Recently, I had the opportunity to play the video game Life Is Strange on the Xbox One. The game follows a female protagonist, Max, a high school student photographer. In the game, she witnesses her best friend get shot and killed and in the moment she reaches out and time rewinds. She suddenly has the ability to rewind time and constantly change choices aiding her in her quest to discover the disappearance of a girl in her town while maintaining positive relationships with others at the school.
Maxine Caulfield, female protagonist in Life Is Strange. (Fandom.com)
I enjoyed playing the game being a female protagonist with many other lead female roles. It was a very different experience for me because the majority of games involve male lead roles with women as a “side companion” or as an optional choice to a male protagonist. However, this game solely has a female protagonist to play as and most of the major antagonists were male. But, even with females as the key components of the game, they are still depicted as helpless, childish, and beautified.
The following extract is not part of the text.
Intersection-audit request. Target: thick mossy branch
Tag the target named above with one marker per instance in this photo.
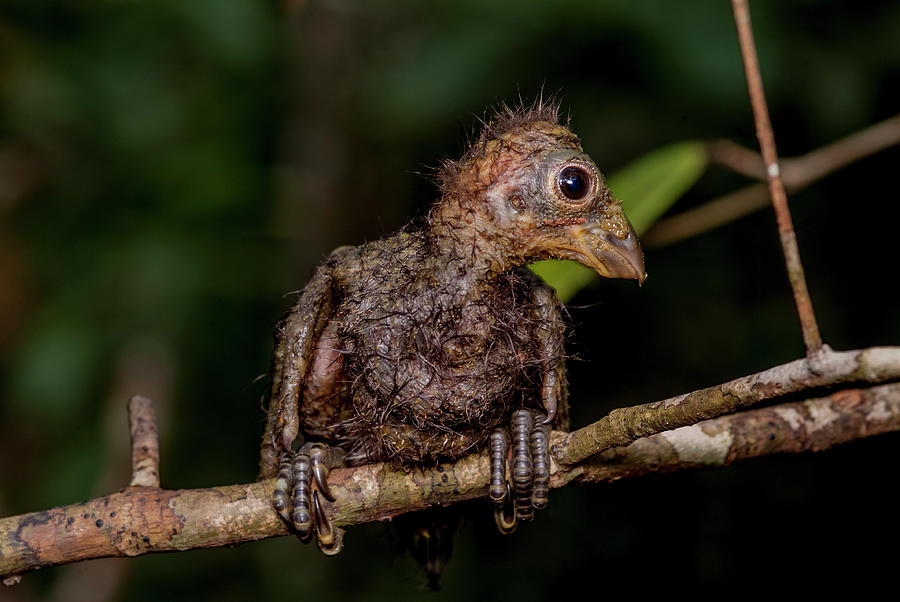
(138, 520)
Many of the women were portrayed as helpless in the game, such as Rachel Amber (who went missing), Kate Marsh (a depressed and highly emotional girl), and even a random character who you have to save from a football hitting her head. The girls seemed to cause drama within themselves as they cause gossip over sexting, pregnancies, and disdain from one another. While these things do happen in real life, it is amplified in the game. As for the guys in the game, they are not represented in this way and instead represented as more manly, holding high positions in the school, and as figures “keeping the peace”.
As much as the women are depicted as helpless, they are depicted as childish troublemakers too. Maxine causes “trouble” by being nosey, standing up for herself and friends, and sometimes just being herself throughout the game, causing some characters to feel uncomfortable with her in a more general sense, but with the male authoritative figures in the school threatening her expulsion. Chloe Price, Maxine’s best friend, is portrayed as a pot-smoking punk who lives with an abusive stepfather who is ‘only looking out for her best interest,’ hitting her, scolding her, and isolating her from her friends. Other characters cause trouble, again, by causing by bullying one another and causing drama.
Chloe Price, getting slapped by her stepdad. (Tumblr.com)
Finally, the female characters are largely beautified. All of them are visually appealing, and that is great to depict women as beautiful, but it is unrealistic. It excludes women who perhaps cannot relate or feel that way about themselves. The beautification of women in videogames is constant, and in a videogame that seemingly pushes in the right direction for the inclusion of women and positive feminist components, they could have done a lot better than having only one or two looked “average.” The only real “average” looking women are the girl that almost gets hit by a football, who is a bit overweight, and a science professor, who seems nice, but is pushing a petition against surveillance of the school, which might be against the interest of preventing the disappearance of another person – the essential point of the game.
I applaud the game for including many women and pushing for a female protagonist, even if there are areas that I think they could have improved. There were a number of efforts against this inclusion of a female lead. Paste Magazine has an article by Jennifer Champagne called “Life Is Strange Creators Met Resistance Over Having a Female Lead”, where Sam Machovich writes, “While describing the new game’s touchy content-including topics like domestic violence and bullying-the team revealed a surprise about Life Is Strange’s development: it met a lot of resistance from almost all of its potential publishers due to the game starring a female character in the lead role.” Similarly, Business Insider’s article, “The 5 Worst Reasons For Not Including Women In Video Games” by Tim Mulkerin says, “Boys wouldn’t find female soldiers ‘believable.’ A game with an all-male cast is ‘more approachable.’ ‘It was really a lot of extra production work.’” And finally, on CNET, the article “The Risk of the Female Game Protagonist” by Michelle Starr states, “The reasons for why this might be the case are well documented: from the belief that games with male protagonists make more money (which could very well be explained by the fact they receive more marketing money) to the fact that games development is massively dominated by men—women only make up 22 percent of the game industry workforce—and, of course, the idea that the larger core gaming demographic (men) don’t want to play as women.” All of these are terrible reasons for excluding women in games, and I am glad that the producers stood firm. We need more females in games that do not serve as a trophy or token character, and “Life is Strange” took a solid step in the right direction.